The story of older people and Katrina does contain uplifting sights, like the elderly woman carried off a chartered jet from Baton Rouge by her son in San Diego on Sunday.
But consider what happened late last week at an underpass in Metairie, La., when a man tried to get his 78-year-old father, who's blind, and his 75-year-old mother, who's crippled by arthritis, onto a bus.

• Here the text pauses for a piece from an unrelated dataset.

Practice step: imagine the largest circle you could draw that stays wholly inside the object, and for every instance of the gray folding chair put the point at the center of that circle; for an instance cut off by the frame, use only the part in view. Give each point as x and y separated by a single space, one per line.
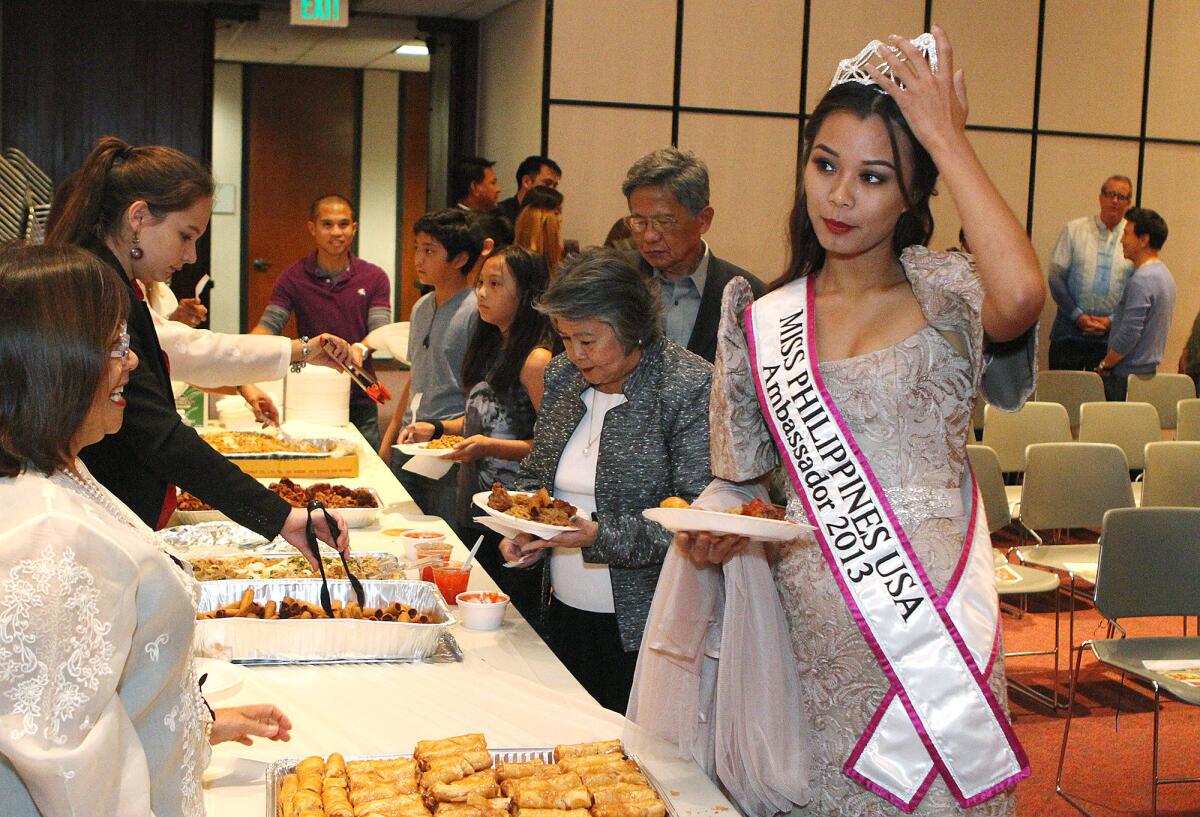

"I couldn't get them on because the young people, the healthy people were pushing and fighting to get on the bus. I couldn't put them in that situation," said Bruce Barnes, New Orleans.

That happened time and again as buses appeared, filled up and left. Even when a bus was set aside for the elderly and disabled, the workers wouldn't let both Barnes and his 62-year-old aunt accompany the parents. Rather than leave the elderly couple alone on the bus or the aunt behind, all four waited some more.

Finally a doctor got them onto a helicopter to the airport, where they boarded a plane for Austin, Texas.

Consider Bay High School in Bay St. Louis, Miss. The unofficial shelter turned into a cesspool, the sight of which Gary Turner, Trudy Roberts and Felix Ruiz said should be considered a crime.

The three strangers became a rescue team of sorts when they fled to the high school themselves and found people in their 70s, 80s and 90s wallowing in their own waste on the auditorium floors. They had been brought to the school and abandoned, most unable to move without help.

"Rats wouldn't even go in there," said Turner, Bay St. Louis.

At night, as the older people tried to sleep, they became prey. The ruthless came two nights in a row, stealing money and medications.

Ruiz said he went to a nearby hospital for help but found none. Then he went to the National Guard. Finally, Friday night, someone took the older people to what he hopes was a safer place.

The portable toilets arrived then, too -- far too late.

Even after older people make it to safety, their troubles may not be over.

Experts say they may have a harder time than younger people in dealing with being uprooted -- in part because they're often being wrenched from the comforting routine of neighborhoods they've lived in for decades and maybe hadn't left for years.

Older evacuees do have one thing in their favor, experts say. A lifetime of living may have made them tougher.

"I was in (Hurricane) Betsy. I was in Camille. I was in all of it. And I'm still here now," Josephine Bingham, 68, said on a bus taking her to Dallas.

Dr. Carmel Bitondo Dyer, a geriatric physician and associate professor of medicine at the Baylor College of Medicine, has heard comments like that while working at the Astrodome. "Some of the evacuees said to me, 'I made it through two world wars; I can make it through this.' ," she said in a telephone interview this week.

In Dallas, at the Reunion Arena shelter, 74-year-old Gladys Smith, New Orleans, was disoriented and in "very, very terrible" spirits, said her daughter.

"One night she went to the restroom, and when I woke up she was walking into the wall," Patricia Smith said. "She couldn't find her place on the floor."

Linda Bertoniere, a 65-year-old retired restaurant manager who was sleeping on a pallet of plywood at a warehouse in Louisiana last week, said she wanted to leave her demolished neighborhood. But she sounded resigned about her future.

"When you're my age," she said, "it's just too hard to start over again."